- seni seviyorum.
- ben daha çok.
- sen daha çok ne?
Gülümsedi genç adam; Allah'ım gülümseyince kısılan o gözleri ne kadar da güzeldi.
- ben daha çok seviyorum dedi genç adam. sonra genç kız, Kasem'in elini tutup dudaklarına götürdü, ufacık bir öpücük kondurdu.
- dönecek misin?
- hayır kütüphanede biraz daha çalışıp eve öyle döneceğim.
- geç kalma lütfen. seni bekleyeyim mi?
- hayır, biliyorsun birileri beni beklerse konsantre olamıyorum.
- peki ama söz ver çok geç olmadan döneceksin.
- söz veriyorum.
-3 saat sonra-
Mezarlığın hemen yanındaki, gecenin karanlığına rağmen yeterli ışıklandırma sayesinde yemyeşil görünen çimenlere sırt üstü uzanmış yatıyordu. Altında her zamanki gibi siyah bir pantolon vardı ama tuhaf bir şekilde üst bedeni çıplaktı ve genç adam kıpırdamıyordu.

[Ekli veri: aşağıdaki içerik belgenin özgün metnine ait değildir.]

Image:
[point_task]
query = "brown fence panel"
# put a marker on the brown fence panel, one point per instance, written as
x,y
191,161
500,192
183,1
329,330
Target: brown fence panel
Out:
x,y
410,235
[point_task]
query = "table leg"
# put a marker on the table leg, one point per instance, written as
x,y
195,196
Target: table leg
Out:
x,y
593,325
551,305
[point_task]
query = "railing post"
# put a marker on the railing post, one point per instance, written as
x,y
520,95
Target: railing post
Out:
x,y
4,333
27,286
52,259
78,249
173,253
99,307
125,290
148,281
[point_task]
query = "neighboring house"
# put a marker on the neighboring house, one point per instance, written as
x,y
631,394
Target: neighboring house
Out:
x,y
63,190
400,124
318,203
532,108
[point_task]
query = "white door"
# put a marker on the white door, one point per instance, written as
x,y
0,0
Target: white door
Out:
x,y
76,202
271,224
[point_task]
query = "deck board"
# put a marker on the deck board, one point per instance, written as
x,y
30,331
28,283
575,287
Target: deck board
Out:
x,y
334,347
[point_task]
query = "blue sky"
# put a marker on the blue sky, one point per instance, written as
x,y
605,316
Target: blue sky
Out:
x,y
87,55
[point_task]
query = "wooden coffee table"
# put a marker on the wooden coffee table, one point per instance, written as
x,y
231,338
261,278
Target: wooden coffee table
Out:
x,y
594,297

Genç kız gördüğü şeyin doğruluğundan şüphe etti, haklıydı da. Akşamın bu saatinde bu yolu kullanmakla hata ettiğini düşündü. Tekin olmayan yerlerden, özellikle yalnız başınayken geçmek ne kadar doğruydu? hem de sevgilisi ona çok geç olmadan dön demişken. işte tam da bu yüzden karşısına böyle ipe sapa gelmez kişiler çıkıyordu. O kadar kendi başına buyruk ve inatçıydı ki. Korktu önce ama eve gitmek için kullanmak zorunda olduğu o yolu değiştirmesi mümkün değildi. Yaklaştıkça yerde yatan adamın bedenini daha net görmeye başladı. Bakmamaya çalıştı. Daha da yaklaştı ve aralarında 10 metreden kısa bir mesafe kaldığı anda o anda fark etti; adamın göğsü inip kalıyordu. Kahretsin dedi arabasını durdurdu ve hızla indi. yatan adamın yanına giderken gözlerine hücum eden yaşları elinin tersiyle sildi. Dudaklarından dökülen ilk kelime 'Kasem' oldu.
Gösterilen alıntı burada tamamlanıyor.